Willst du zu den Top 5 % gehören? Das Geheimnis liegt nicht in einem „magischen“ Befehl, sondern in diesen 4 Routinen:
1) Ambition beim Start: Schreib keine Einzeiler! Ein Profi-Briefing umfasst oft 10 Zeilen oder mehr. Definiere Rolle, Adressat, Ziel und Erfolgskriterien.
2) Kontext ist König: Kopiere Hintergrundmaterial (E-Mails, PDFs, Daten) ungekürzt hinein. Die Faustregel: Wenn dein Prompt länger ist als das Ergebnis, ist er meistens genau richtig.

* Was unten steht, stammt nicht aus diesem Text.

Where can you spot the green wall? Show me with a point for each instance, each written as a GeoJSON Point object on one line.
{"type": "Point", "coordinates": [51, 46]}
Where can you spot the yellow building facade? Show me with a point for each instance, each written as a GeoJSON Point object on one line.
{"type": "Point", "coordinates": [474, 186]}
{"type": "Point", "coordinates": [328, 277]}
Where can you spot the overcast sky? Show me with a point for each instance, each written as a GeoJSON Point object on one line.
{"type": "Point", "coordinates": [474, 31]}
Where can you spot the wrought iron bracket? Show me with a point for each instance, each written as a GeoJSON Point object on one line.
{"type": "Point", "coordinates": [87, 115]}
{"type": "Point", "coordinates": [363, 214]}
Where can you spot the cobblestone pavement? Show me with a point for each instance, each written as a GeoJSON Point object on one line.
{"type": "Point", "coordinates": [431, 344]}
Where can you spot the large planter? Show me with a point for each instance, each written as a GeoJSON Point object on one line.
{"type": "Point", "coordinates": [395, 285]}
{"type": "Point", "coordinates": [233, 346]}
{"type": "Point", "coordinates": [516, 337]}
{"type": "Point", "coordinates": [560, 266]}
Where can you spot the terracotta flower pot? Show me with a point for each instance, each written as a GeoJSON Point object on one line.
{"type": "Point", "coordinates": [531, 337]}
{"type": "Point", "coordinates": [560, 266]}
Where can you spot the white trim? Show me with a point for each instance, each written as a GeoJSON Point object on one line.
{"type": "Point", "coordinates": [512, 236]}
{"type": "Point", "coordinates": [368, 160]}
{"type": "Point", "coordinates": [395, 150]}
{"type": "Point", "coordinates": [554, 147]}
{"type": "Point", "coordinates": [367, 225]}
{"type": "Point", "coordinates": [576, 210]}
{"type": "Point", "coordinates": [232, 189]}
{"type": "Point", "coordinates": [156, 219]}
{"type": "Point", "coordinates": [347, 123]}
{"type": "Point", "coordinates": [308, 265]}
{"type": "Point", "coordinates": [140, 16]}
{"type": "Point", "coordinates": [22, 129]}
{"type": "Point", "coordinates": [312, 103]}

3) Beharrlichkeit (Iteration): Gib dich nicht mit der ersten Antwort zufrieden. Profis gehen 3 bis 5 Runden mit der KI, lassen Annahmen hinterfragen und Varianten erstellen.
4) Bewusste Modellwahl: Nutze das richtige Werkzeug. „Reasoning-Modelle“ für Logik, schnelle Generalisten für Routine und Deep-Research-Tools für die Recherche.
Der Profi-Hack für maximale Sicherheit:
Lass das Ergebnis deines Lieblingsmodells am Ende von einer anderen KI (z. B. Claude vs. GPT) auf Logikfehler und Halluzinationen prüfen. Diese 3 Minuten sind deine beste Versicherung!
Fazit: KI ist keine Suchmaschine, sondern ein „Reasoning-Partner“. Wer drei Wochen lang diszipliniert übt, spart laut Studie täglich mindestens 30 Minuten wertvolle Zeit.